Nach Saddam Husseins Sturz soll der Irak zum Rechtsstaat werden. Deutschland und Japan nach 1945 gelten als Vorbilder der Reeducation. Aber trägt der Vergleich? Und welchen Aufwand müssten die Amerikaner treiben?

Von Caroline Fetscher

Er brachte Jeeps und Jazz mit, Candy und Nylons. So zog der legendäre Amerikaner im Frühling 1945 als Freund in dieselben deutschen Städte ein, die er eben noch als Feind bombardiert hatte. Kinderhände streckten sich ihm entgegen, und Fräuleinblicke blieben an ihm haften. Der GI aus der reichen US-Army wurde, weit mehr als die Soldaten der ärmeren Franzosen, Briten oder Russen, zur Ikone der Hoffnung. „Im Übrigen machen die Amerikaner weder einen bösartigen noch einen hochmütigen Eindruck“, schrieb Viktor Klemperer im Mai 1945 in seinen Aufzeichnungen. „Sie sind überhaupt keine Soldaten im preußischen Sinn. Sie tragen keine Uniformen, sondern Monteuranzüge, Overalls oder overallähnliche Kombinationen aus hochreichender Hose und Bluse in graugrüner Farbe.“

In der Tasche der hatten die „Monteure“ einen gigantischen Montage-Plan für einen neuen Staat, ein historisch beispielloses Konzept zum Aufbau einer Demokratie. Militärisch war Deutschland besiegt. Moralisch und politisch noch nicht. Was sich las wie eine Kette von Abstrakta – Entmilitarisierung, Entnazifizierung, Entkartellisierung, Re-Education, Re-Orientation, Democratization – das sollte konkrete Wirklichkeit werden. So schnell wie möglich muss daher Vertrauen bei der Bevölkerung entstehen.

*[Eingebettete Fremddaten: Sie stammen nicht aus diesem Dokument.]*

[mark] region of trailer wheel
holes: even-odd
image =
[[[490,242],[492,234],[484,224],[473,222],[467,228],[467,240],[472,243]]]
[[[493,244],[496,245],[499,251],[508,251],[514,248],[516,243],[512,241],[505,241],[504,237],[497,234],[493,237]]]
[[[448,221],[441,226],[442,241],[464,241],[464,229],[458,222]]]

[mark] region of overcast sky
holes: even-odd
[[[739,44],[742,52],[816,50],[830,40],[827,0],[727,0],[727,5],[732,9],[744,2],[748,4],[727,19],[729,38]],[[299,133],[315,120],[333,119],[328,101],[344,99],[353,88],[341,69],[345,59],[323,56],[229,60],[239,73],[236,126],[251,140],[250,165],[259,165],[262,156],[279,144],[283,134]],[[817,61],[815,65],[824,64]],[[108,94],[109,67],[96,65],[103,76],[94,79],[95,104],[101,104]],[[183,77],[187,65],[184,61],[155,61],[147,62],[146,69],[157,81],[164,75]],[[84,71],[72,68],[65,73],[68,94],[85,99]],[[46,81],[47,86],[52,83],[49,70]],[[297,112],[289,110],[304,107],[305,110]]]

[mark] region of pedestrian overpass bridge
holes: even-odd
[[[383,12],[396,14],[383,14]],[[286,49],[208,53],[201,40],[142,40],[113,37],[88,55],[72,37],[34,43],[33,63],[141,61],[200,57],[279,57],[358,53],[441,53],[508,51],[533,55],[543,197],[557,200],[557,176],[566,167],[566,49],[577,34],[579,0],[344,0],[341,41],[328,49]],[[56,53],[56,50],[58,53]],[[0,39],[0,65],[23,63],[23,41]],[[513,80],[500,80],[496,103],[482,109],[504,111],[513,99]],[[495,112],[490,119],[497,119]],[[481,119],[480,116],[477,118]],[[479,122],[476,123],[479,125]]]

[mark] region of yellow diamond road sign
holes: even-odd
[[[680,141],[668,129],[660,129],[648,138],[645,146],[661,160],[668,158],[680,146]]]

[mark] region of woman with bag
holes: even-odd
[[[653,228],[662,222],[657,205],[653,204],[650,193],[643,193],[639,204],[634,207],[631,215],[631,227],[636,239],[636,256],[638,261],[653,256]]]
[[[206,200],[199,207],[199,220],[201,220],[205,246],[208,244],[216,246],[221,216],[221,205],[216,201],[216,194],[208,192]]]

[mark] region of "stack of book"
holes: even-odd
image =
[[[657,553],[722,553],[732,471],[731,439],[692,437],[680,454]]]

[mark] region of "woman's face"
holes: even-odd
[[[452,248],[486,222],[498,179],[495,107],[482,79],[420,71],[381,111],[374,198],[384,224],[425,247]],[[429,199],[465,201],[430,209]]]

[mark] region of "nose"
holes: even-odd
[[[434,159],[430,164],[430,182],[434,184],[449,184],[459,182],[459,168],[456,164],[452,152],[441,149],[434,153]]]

Der Brite Philipp Wilkinson ist in der Nato Spezialist für peace support und begleitet heute, im Frühjahr 2003, britische Truppen in der Golfregion. „Wir wollen nicht“, sagte er der BBC, „dass unsere Soldaten Sonnenbrillen tragen, wenn sie mit der Bevölkerung zu tun haben. Sie sollen Blickkontakt herstellen können. Wir Briten“, erklärte Wikinson, „wollen, dass jeder einzelne Soldat soziales Bewusstsein für seine Umgebung hat. Die Amerikaner haben für diese Aufgabe nur einige Sondereinheiten für zivile Angelegenheiten.“

Die unterschiedlichen „Militärkulturen“ können sich in den kommenden Monaten als bedeutsam erweisen. Um Vertrauen zu schaffen, braucht man Kenntnis des Gegenübers. Mit ihren Plänen für Deutschland (und Japan) hatten die Amerikaner schon 1940 begonnen. Beteiligt waren Historiker und Psychiater, Militärs und Diplomaten, Soziologen, Sprachwissenschaftler, Anthropologen – die besten des Landes und die exzellentesten unter den Exilierten, darunter auch der Psychoanalytiker Erich Fromm..

Im Vorwort zu dem 1943 erschienen Bestseller des Neuropsychiater Richard Brickner „Is Germany Incurable“ (Ist Deutschland unheilbar?), den die „New York Times“ in einem Leitartikel feierte, schrieb die Kulturanthropologin Margaret Mead, „das Licht der Zivilisation könnte durch den Faschismus für Jahrhunderte erlöschen.“ Werde aber der Krieg gewonnen, „dann steht uns die Hauptaufgabe noch bevor.“ Ökonomismus allein, erklärt Brickner, genüge nicht, das Phänomen einer destruktiven Gesellschaft zu erfassen. Auch kulturelle, affektive Strukturen müsse man lesen lernen.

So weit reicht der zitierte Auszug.